What is a Fiscal Surplus For?

For the Harper Conservatives, a fiscal surplus is the means to provide tax cuts for the affluent while posing as good fiscal managers.

To achieve a balanced budget, the federal government has imposed deep cuts to federal program spending. The impact of these cuts on services to Canadians is real, and will be felt even more in the future.

We were told that these cuts were necessary to balance the books. But the real priority is tax cuts for the affluent.

The government forecasts a deficit of $2.9 billion in this fiscal year, (2014-15.) Yet there would almost have been a surplus this year if the government had not decided to introduce family income splitting for the current tax year of 2014, at a cost of $2.4 billion in the fiscal year 2014-15 in terms of reduced revenues.

Over one half of all Canadian families with children under 18 - the target of the scheme -- will not benefit at all from this measure, which leaves out single parent families and two earner families where both partners are in the bottom tax bracket earning less than about $45,000 per year.

The big winners are high income, single earner families where the higher earner has an income of at least $75,000 per year. They will receive tax refund cheques of $2,000 on the eve of the 2015 election.

In the context of rapidly rising income and wealth inequality, it is outrageous that the Conservative government's priority is to introduce a tax measure that will actually worsen inequality and do nothing to lower child poverty or to fund a badly needed child care program.

Family income splitting, plus modest increases to the Universal Child Care Benefit or UCCB, have swallowed up about one half of the fiscal surplus over the next few years, according to the Parliamentary Budget Office. This leaves very little room for new investment initiatives.

While the federal government will soon be running a surplus, most provinces are still running deficits and are being forced to cut health, education and social service spending. They are not being helped by the federal government, which is capping the rate of growth of transfers.
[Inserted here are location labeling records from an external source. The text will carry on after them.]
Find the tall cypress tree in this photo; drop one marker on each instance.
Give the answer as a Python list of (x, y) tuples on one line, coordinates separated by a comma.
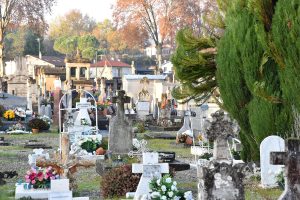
[(249, 73), (194, 66)]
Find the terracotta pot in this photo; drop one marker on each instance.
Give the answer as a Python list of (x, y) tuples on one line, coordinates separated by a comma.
[(35, 130), (100, 151), (189, 140)]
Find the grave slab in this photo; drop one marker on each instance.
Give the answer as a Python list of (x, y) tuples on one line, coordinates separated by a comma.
[(269, 171)]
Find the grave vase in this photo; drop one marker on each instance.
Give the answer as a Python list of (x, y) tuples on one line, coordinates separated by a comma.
[(35, 130), (189, 140), (103, 112)]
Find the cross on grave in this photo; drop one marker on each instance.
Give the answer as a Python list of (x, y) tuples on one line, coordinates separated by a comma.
[(120, 130), (150, 168), (3, 97), (219, 131), (120, 100), (141, 147), (37, 153), (291, 159)]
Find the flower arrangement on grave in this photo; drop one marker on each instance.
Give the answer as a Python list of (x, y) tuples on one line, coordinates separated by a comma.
[(40, 178), (17, 126), (84, 122), (9, 114), (103, 104), (37, 123), (90, 144), (165, 188)]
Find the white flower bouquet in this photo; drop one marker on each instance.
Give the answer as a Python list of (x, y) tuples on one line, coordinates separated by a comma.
[(166, 189)]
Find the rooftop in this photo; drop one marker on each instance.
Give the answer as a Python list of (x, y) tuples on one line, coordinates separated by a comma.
[(55, 60), (110, 63), (150, 77)]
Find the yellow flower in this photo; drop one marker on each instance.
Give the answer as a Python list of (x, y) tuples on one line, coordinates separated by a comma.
[(9, 114)]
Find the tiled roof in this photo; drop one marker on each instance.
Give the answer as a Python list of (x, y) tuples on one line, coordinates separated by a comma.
[(110, 63), (57, 61), (54, 71), (150, 77)]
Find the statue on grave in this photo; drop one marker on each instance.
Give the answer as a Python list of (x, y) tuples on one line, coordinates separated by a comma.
[(219, 178), (219, 130), (291, 159), (120, 130)]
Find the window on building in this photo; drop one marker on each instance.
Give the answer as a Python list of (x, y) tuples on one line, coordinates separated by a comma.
[(73, 71), (82, 72)]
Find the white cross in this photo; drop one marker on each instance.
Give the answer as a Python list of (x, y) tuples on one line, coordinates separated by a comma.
[(38, 153), (150, 168)]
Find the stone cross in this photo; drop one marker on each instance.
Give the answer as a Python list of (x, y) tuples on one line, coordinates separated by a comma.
[(291, 160), (120, 131), (37, 153), (219, 130), (150, 168), (121, 99)]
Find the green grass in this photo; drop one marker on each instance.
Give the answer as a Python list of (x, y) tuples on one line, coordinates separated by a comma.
[(88, 183), (8, 154), (260, 193), (253, 191)]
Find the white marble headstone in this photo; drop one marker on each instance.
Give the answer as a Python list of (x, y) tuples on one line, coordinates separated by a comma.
[(150, 168), (42, 110), (83, 105), (268, 171), (60, 190)]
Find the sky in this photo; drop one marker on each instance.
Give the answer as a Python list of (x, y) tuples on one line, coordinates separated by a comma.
[(97, 9)]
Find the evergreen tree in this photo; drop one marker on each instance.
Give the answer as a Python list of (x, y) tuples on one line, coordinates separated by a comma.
[(249, 74), (194, 66)]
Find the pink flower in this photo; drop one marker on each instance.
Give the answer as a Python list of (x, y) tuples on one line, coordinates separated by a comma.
[(40, 176)]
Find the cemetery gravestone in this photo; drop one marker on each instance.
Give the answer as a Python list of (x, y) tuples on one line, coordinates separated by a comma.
[(291, 160), (269, 171), (120, 131), (42, 110), (48, 111), (150, 169), (219, 178), (60, 190)]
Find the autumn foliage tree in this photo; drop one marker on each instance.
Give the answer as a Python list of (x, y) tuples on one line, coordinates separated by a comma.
[(74, 23), (16, 12), (160, 18), (84, 46)]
The Economic and Fiscal Update shows that transfers to other levels of government will be stuck at 3.2% of GDP moving forward. Health care transfers will grow only in line with economic growth, even as health care costs increase at a faster rate than economic growth due to an ageing population.

Both the International Monetary Fund and the Parliamentary Budget Office have recently noted that the federal government could boost the rate of economic growth and government revenues by investing in infrastructure like mass transit. Yet very little is left to invest in measures that could boost both jobs and productivity over the next few years.

The Economic and Fiscal Update amply confirms that the priorities of the Harper government are not the priorities of Canadians.

Andrew Jackson is Senior Policy Advisor to the Broadbent Institute.